Crunch, Mango, and a Little Sunshine
Every good meal in the islands starts with something fresh. This salad is exactly that: sweet mango, crisp carrot and celery, and a dressing built on Full Feast Exotic Sauce — which already carries tropical fruit, acidity, gentle sweetness and a whisper of heat, so the dressing almost makes itself.
The point of this plate is contrast. Soft mango against crunchy vegetables. Sweet fruit against a sharp, citrusy dressing. And toasted pumpkin seeds on top — do not skip them, they are what turns this from a nice salad into one people ask about.
Fifteen minutes, no cooking, and it looks like a restaurant starter.
Recipe at a glance
- Cuisine: French Caribbean / Tropical
- Prep: 15 minutes • No cooking
- Serves: 4 (as a starter)
- Featured sauce: Full Feast Exotic Sauce
- Heat level: Mild — a gentle tropical kick
- Diet: Vegetarian and dairy free (vegan as written — the honey is optional and off by default)
What you’ll need
For the salad:
- 3 carrots, grated
- 1 celery heart, thinly sliced on the diagonal
- ¾ ripe mango, cut into small to medium cubes
- 1 tbsp toasted pumpkin seeds (or flaked almonds), added just before serving
- Small handful fresh coriander leaves, torn
- Optional: 1 tbsp raisins or dried cranberries
For the Exotic dressing:
- 2½ tbsp Full Feast Exotic Sauce
- 1 tbsp lemon juice
- 1 tbsp olive oil
- 1 small garlic clove, crushed
- ¼ tsp honey (only if needed — taste first, the sauce usually carries enough sweetness)
- 1 tbsp water, to loosen
- Pinch of salt, pinch of black pepper
- Wedge of lime, to finish
Method
- Firm up the veg. Lightly salt the grated carrot and sliced celery. Leave for 5 minutes, then pat dry with a clean cloth — this firms the vegetables slightly so the salad doesn’t go watery once dressed.
- Make the dressing. Whisk the Exotic Sauce, lemon juice, olive oil and garlic together. Loosen with water a teaspoon at a time until pourable but still thick enough to coat a spoon. Taste — only add the honey if it needs it.
- Toss gently. Combine the carrot, celery and mango, keeping the mango cubes intact.
- Dress at the last minute. Dress just before serving. Scatter over the pumpkin seeds and coriander last, so they stay crisp.
- Finish with lime. A squeeze of fresh lime directly over the top, right at the table.
Chef’s notes
On sweetness: the Exotic Sauce already brings mango and passion-fruit sweetness, which is why this uses ¾ of a mango and no honey by default — fruit plus honey plus sauce would stack three sweet elements with nothing to cut them.

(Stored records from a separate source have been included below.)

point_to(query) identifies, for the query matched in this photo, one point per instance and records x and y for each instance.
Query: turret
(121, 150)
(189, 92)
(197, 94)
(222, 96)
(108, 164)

Trust the lemon and lime to keep it bright.
On texture: the toasted pumpkin seeds are not optional in my kitchen. Without them the salad has flavour contrast but no textural contrast — they are the single thing most likely to move this plate from fine to memorable.
On timing: the salting step in the method exists so you can prep ahead without ending up with a watery salad. Dress at the last minute, always.
Allergen note: Full Feast Exotic Sauce contains cereals containing gluten (barley).
Make it a main
Add grilled prawns, smoked chicken or avocado slices and this becomes a premium light lunch or a proper restaurant starter.
Final word from me
A starter should wake the table up, not fill it up. This one is sweet, sharp, crunchy and gone in five minutes — which is exactly how I know it works.